Commercial Projects

1940s Historical Housing

Renovating To Meet Form & Function

 
 

Project Details:
Owner: AHC Inc.
Project Manager: Joe Weatherly
Architect: Neal Architects
Contractor: C.M. Parker & Co., Inc.
Approved for historical aesthetics, performance & cost compliance by:
  • U.S. Department of the Interior
  • Virginia Housing Development Authority
Latitude Series Products:
  • High quality vinyl windows closely resemble original wood double hungs
  • Twin double hungs built as a single unit with a 6-" spread mull, for the appearance of being separate windows
  • 5/8" wide PDL bars simulate true divided lites
 "[Choosing Kolbe windows] was very much a choice of style..." said Joe Weatherly, project manager for AHC.

Originally built in 1939 to house the growing suburban population of Washington, D.C., Westover Place is a seven-acre, garden-style townhouse community that was substantially rehabilitated. The 18-month, $53 million historical renovation completely updated all eight buildings and their 153 units when all phases were finished in 2010.
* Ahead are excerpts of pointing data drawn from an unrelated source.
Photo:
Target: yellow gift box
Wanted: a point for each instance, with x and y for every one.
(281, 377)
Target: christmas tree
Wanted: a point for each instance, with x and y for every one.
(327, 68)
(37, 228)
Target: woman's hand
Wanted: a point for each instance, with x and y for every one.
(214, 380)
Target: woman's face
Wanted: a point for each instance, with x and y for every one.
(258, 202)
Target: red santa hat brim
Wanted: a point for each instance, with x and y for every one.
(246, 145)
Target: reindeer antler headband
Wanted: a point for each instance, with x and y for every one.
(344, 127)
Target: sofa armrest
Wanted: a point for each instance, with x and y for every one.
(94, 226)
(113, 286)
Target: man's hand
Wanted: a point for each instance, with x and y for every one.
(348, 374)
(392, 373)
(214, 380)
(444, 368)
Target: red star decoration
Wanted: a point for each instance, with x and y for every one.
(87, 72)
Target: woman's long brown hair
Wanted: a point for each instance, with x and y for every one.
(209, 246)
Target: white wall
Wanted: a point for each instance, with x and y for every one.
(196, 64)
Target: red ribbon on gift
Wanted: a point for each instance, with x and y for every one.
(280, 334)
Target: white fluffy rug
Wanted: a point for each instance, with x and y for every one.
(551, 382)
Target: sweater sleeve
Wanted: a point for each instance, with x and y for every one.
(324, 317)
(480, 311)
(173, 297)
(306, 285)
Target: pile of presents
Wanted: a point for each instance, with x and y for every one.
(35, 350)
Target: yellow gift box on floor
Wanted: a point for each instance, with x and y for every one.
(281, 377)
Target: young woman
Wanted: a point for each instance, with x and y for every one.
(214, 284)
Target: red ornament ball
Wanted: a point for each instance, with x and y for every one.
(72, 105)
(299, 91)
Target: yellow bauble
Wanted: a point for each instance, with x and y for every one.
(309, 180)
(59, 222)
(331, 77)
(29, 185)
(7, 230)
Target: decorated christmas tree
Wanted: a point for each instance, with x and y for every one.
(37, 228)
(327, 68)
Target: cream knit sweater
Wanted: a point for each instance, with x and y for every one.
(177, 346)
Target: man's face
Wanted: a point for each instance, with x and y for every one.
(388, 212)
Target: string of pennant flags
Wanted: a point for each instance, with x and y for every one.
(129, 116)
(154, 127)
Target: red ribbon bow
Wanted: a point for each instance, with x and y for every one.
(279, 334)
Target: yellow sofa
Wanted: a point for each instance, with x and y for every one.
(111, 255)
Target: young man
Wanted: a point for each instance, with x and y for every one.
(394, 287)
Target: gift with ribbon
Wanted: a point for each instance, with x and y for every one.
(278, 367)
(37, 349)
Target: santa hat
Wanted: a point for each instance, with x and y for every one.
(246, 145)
As a historical property, the buildings' updates are closely scrutinized for aesthetic, performance and cost compliance by the owner, AHC Inc.; general contractor C.M. Parker & Co. Inc.; the U.S. Department of the Interior, and the Virginia Housing Development Authority. To comply with the collective standards and incentives, Neale Architects recommended appropriate design and material choices including Kolbe's historically styled, ENERGY STAR® rated, vinyl windows.

"We know the original 1940s windows were ordinary, wood, single-glazed, double-hung windows with rope balances. We know that these had been replaced in the late '80s with thrift, aluminum-clad windows from the era," says Wayne Neale, AIA, and namesake for Neale Architects. "These are straightforward, pragmatic little buildings. At times, we wanted to embellish them, but you had to grab your hand with the pencil in it to make it look like it did in 1939."

"We tried to find an affordable window that more closely resembled the wood originals, was agreeable to the Department of Interior and our client," adds Neale Architects' Joel de Leon. "Essentially, we wanted to find the least expensive window that met the qualifications."

"It was a struggle to find one to fit this criteria," admits Neale. "Previously, a vinyl window had been approved for historic renovation projects, but after the Department of Interior saw it installed, it was determined to be a lesser quality window."

"Kolbe is not like other vinyl window manufacturers. They've really made a vinyl window that looks like a wood one," says Tom Sanders, general manager of Shenandoah Sash and Door. Joe Weatherly, project manager for AHC, agrees, "Several windows were reviewed. Wouldn't you know it, the historic consultant picked the nicest, highest quality Washington, D.C. product, and approved Kolbe. It was very much a choice of style; we really like how it looked when it was installed."

The look of Kolbe's Latitude® Series' profile and mullions appealed to the decision-makers, notes de Leon. "The weightiness, the thickness of the mull, and the traditional proportions, all resembled the original windows' look more closely. Adding to this, the fact that they're essentially maintenance-free and within budget, truly raised the bar."

From Weatherly's perspective, "The functionality is more important to me – the insulated glass, the ENERGY STAR rating." He specified Kolbe's Latitude Series windows with high-performance glass and optional PDLs (performance divided lites) with 5/8" bars, to resemble true divided lites. To further match the desired look and opening, Kolbe manufactured two double hung windows as a single unit with a 6" mull, to give the appearance of being two separate windows. "Kolbe figured out how to create the twin window 'look' as an already-assembled, structural unit for easy installation," says Sanders. "To install the units, the existing sashes are removed, the existing sill is cut out, and the new window slides inside the opening. Kolbe provided wood extension jambs through which the window is attached into the existing frame. Since the new window encapsulates the existing frame, lead abatement was minimized."